«Blue Moon»: la complicité de longue date entre Ethan Hawke et Richard Linklater à l’écran
L’acteur américain Ethan Hawke, nommé au César du meilleur acteur pour «Blue Moon», pose lors d’une séance photo avant le déjeuner des nominés de la 98e cérémonie des Oscars à l’hôtel Beverly Hilton, à Beverly Hills, Californie, le 10 février 2026. ©Valerie MACON / AFP

À 55 ans, Ethan Hawke retrouve son réalisateur fétiche Richard Linklater pour Blue Moon, biopic sur le parolier Lorenz Hart. Dans ce film intimiste tourné quasi en temps réel, Hawke se métamorphose pour incarner un Hart désenchanté, retraçant ses grands succès à Broadway. Entre dialogues au rythme théâtral et reconstitution du New York des années 1940, l’acteur révèle comment plus de trente ans de complicité avec Linklater lui ont permis de dépasser son image et d’atteindre une interprétation saluée par sa cinquième nomination aux Oscars.

C'est un Ethan Hawke transformé, vieilli et rabougri, qui apparaît dans Blue Moon, mais l'Américain nommé pour l'Oscar du meilleur acteur, bien que méconnaissable, raconte à l'AFP qu'il n'avait pas perdu ses repères, dirigé une fois de plus par son réalisateur fétiche Richard Linklater.

Connu pour ses rôles dans Le Cercle des poètes disparus et Boyhood, Ethan Hawke y incarne avec brio Lorenz Hart, un grand parolier américain désenchanté, petit, presque chauve, loin de la stature de l'acteur.

S'il a réussi à se dépouiller de toute vanité pour ce rôle, c'est grâce aux automatismes développés depuis plus de trente ans avec Richard Linklater.

«La magie de cette relation, c'est un peu comme le vélo: on le fait sans y penser», a confié Ethan Hawke à l'AFP quelques semaines avant la cérémonie de remise des Oscars, organisée le 15 mars à Los Angeles.

«Comme avec le vélo, si tu y réfléchis, tu tombes», ajoute-t-il.

La plus grande partie de Blue Moon se déroule dans un bar new-yorkais, repaire de tous ceux qui comptent dans le Broadway du milieu du XXᵉ siècle. Lorenz Hart y trouve refuge, ce soir de mars 1943, après s'être échappé de la première de Oklahoma!, comédie musicale composée par son ex-partenaire Richard Rodgers.

Le film, tourné presque comme une seule scène, n'est que dialogues, comme une pièce de théâtre.

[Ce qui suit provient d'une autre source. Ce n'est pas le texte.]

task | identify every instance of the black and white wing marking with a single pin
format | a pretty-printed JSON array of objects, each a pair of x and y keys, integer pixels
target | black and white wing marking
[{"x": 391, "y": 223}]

Richard Linklater «m'a envoyé le scénario, et nous avons tous les deux senti qu'on avait là l'un des récits les plus géniaux sur lesquels nous sommes tombés», se souvient Ethan Hawke. «On voulait le partager avec le monde entier.»

Au-delà des rides

Les deux Texans ont collaboré à partir de Before Sunrise (1995), puis dans les deux films qui ont suivi (Before Sunset et Before Midnight) avec la Française Julie Delpy, et aussi pour Boyhood, récit au long cours sur l'enfance tourné pendant douze ans.

C'est en 2014, l'année de sortie de ce film, que Richard Linklater et Ethan Hawke ont lu pour la première fois le scénario de Blue Moon écrit par Robert Kaplow.

Le réalisateur américain «savait que le temps allait m'aider» pour le rôle de Lorenz Hart, a affirmé l'acteur de 55 ans au média américain The Wrap. «Et, c'est marrant, ce n'était pas seulement vieillir, un visage qui se ride et se décompose» qu'il fallait, mais quelque chose en plus.

«Je pensais que j'étais prêt à 40 ans, mais, en réalité, je ne l'étais pas, a-t-il poursuivi. Ce rôle m'a demandé (de mobiliser) tout ce que j'ai appris en plus de trente ans» de carrière.

En à peine plus d'une heure trente, le Lorenz Hart incarné par Ethan Hawke revient sur ses grands succès à Broadway et ailleurs, dont My Funny Valentine, The lady is a tramp ou Blue Moon, qui donne son titre au film.

Trois morceaux écrits par Lorenz Hart et composés par Richard Rodgers, incarné ici par Andrew Scott. On croise aussi, dans ce bar aux lumières tamisées, une jeune femme jouée par l'actrice Margaret Qualley, nouvelle vedette de Hollywood. Mais s'il boit, parle et parle encore, progressivement son masque tombe, et Lorenz Hart se retrouve désespérément seul.

Cette nomination aux Oscars, sa cinquième, arrive au bout d'«une des collaborations les plus excitantes de ma vie», s'enthousiasme Ethan Hawke. «Je ne sais pas comment j'ai pu être si chanceux.»